The need to establish a sustainable model is the primary focus on the agenda of both the government and the tourism industry. There is growing awareness from all sides that the model Greece has been following up to now requires corrective actions.

Examples like the islands of Mykonos and Santorini, experiencing significant declines in tourism of around -20% and -13% respectively this year, underscore the urgency of shifting towards sustainable solutions.

“We are committed to sustainable development, balancing growth with necessary safeguards, especially in sensitive areas like our islands,” emphasized Mitsotakis, stressing the importance of solutions beyond short-term electoral cycles.

Yiannis Paraschis, President of the Association of Greek Tourism Enterprises (SETE), pointed out that tourism investments hinge on several factors affecting attractiveness and competitiveness, such as taxation, rental regulations, and EU fund utilization.

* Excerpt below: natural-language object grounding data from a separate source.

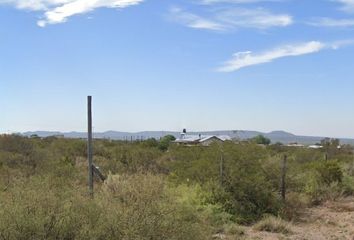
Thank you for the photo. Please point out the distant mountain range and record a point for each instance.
(275, 136)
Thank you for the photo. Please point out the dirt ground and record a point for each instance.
(332, 220)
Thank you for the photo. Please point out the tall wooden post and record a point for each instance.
(221, 169)
(283, 176)
(89, 144)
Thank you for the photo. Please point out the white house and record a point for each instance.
(200, 139)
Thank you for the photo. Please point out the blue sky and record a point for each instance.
(168, 65)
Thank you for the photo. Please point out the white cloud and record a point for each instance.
(195, 21)
(348, 5)
(330, 22)
(246, 59)
(230, 19)
(236, 1)
(58, 11)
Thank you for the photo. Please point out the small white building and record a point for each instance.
(191, 140)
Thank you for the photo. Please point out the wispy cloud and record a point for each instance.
(246, 59)
(236, 1)
(194, 21)
(331, 22)
(230, 19)
(58, 11)
(348, 5)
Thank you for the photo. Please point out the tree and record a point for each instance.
(260, 139)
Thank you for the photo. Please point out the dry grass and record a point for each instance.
(274, 225)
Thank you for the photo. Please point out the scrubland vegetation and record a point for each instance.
(156, 190)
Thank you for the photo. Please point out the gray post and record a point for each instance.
(222, 169)
(89, 144)
(283, 176)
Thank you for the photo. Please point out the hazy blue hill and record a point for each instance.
(275, 136)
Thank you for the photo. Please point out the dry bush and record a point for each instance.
(274, 225)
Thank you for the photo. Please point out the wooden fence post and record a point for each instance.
(283, 177)
(221, 169)
(89, 144)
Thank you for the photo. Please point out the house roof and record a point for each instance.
(199, 139)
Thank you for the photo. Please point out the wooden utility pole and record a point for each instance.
(89, 144)
(283, 176)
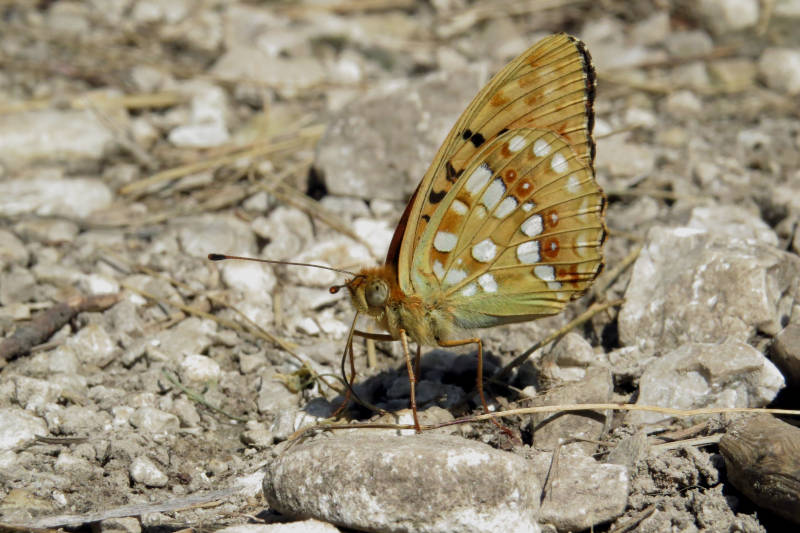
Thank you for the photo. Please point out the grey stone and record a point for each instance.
(423, 483)
(33, 394)
(19, 427)
(780, 68)
(202, 235)
(12, 250)
(653, 29)
(727, 16)
(53, 196)
(683, 104)
(199, 369)
(696, 375)
(569, 359)
(582, 492)
(306, 526)
(144, 470)
(93, 345)
(191, 336)
(691, 285)
(786, 352)
(28, 137)
(75, 419)
(289, 231)
(624, 159)
(126, 524)
(393, 152)
(207, 125)
(553, 429)
(689, 43)
(288, 75)
(154, 421)
(734, 221)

“The rise in tourism revenues has led to increased industry taxes,” he noted, urging a reduction in employer contributions during talks with the prime minister.

Another challenge is the shortage of skilled personnel, with Mitsotakis advocating for equitable distribution of tourism revenue and prioritizing wage increases to attract and retain talent. He welcomed parallels with the Turkish industry’s approach to workforce investment.

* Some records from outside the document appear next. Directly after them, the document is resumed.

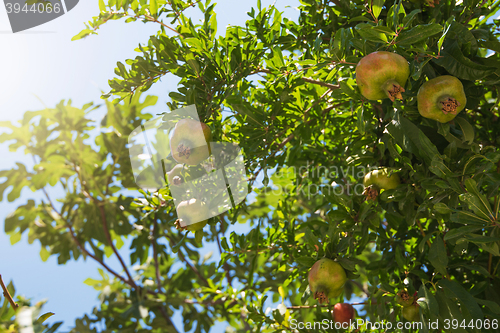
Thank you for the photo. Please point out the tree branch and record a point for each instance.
(100, 207)
(309, 80)
(7, 295)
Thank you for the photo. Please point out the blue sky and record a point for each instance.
(38, 68)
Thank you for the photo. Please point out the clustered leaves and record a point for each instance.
(285, 92)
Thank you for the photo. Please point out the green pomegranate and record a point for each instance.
(441, 98)
(190, 142)
(403, 298)
(326, 279)
(411, 313)
(175, 176)
(184, 173)
(380, 179)
(382, 75)
(343, 313)
(193, 215)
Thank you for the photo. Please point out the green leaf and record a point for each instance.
(44, 317)
(430, 300)
(305, 261)
(485, 208)
(459, 232)
(470, 309)
(153, 7)
(409, 18)
(373, 33)
(490, 304)
(438, 256)
(377, 7)
(418, 34)
(467, 129)
(102, 6)
(458, 65)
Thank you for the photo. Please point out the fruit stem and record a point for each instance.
(393, 89)
(321, 295)
(184, 150)
(448, 104)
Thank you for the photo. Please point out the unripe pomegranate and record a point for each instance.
(382, 75)
(411, 312)
(193, 215)
(376, 180)
(184, 173)
(403, 298)
(343, 313)
(326, 279)
(175, 176)
(190, 141)
(441, 98)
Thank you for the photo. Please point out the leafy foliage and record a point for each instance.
(284, 91)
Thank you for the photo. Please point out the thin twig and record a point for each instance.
(7, 295)
(75, 239)
(100, 205)
(309, 80)
(298, 307)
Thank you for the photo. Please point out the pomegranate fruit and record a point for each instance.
(326, 279)
(441, 98)
(377, 180)
(403, 298)
(189, 141)
(175, 176)
(382, 75)
(184, 173)
(411, 312)
(343, 313)
(193, 215)
(380, 178)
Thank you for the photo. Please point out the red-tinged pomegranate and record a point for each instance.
(441, 98)
(326, 279)
(343, 313)
(382, 75)
(190, 141)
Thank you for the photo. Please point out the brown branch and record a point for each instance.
(422, 232)
(309, 80)
(158, 275)
(100, 205)
(155, 255)
(7, 295)
(75, 239)
(188, 263)
(298, 307)
(110, 241)
(225, 266)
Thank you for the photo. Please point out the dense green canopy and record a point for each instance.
(284, 91)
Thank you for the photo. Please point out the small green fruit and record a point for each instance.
(326, 279)
(343, 313)
(184, 173)
(411, 312)
(382, 75)
(380, 178)
(175, 176)
(193, 215)
(190, 142)
(403, 298)
(441, 98)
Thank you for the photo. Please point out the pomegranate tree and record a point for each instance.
(326, 279)
(441, 98)
(382, 75)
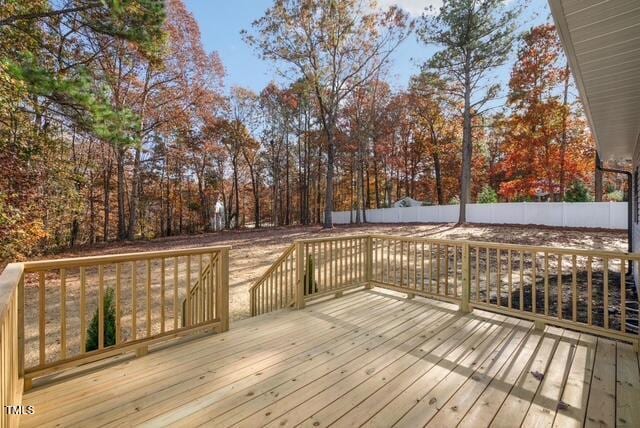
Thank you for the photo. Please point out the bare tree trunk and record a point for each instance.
(135, 197)
(438, 171)
(122, 231)
(598, 181)
(107, 199)
(563, 142)
(328, 203)
(467, 153)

The Prime Minister also emphasized the need to enhance youth employment in tourism, urging Greece’s youth to consider tourism as a viable career path and calling for increased educational investment in the sector.

Regarding short-term rental issues, the prime minister framed them as part of broader housing policy discussions. He outlined potential interventions, including stringent standards and additional restrictions that require thorough examination before final decisions are made.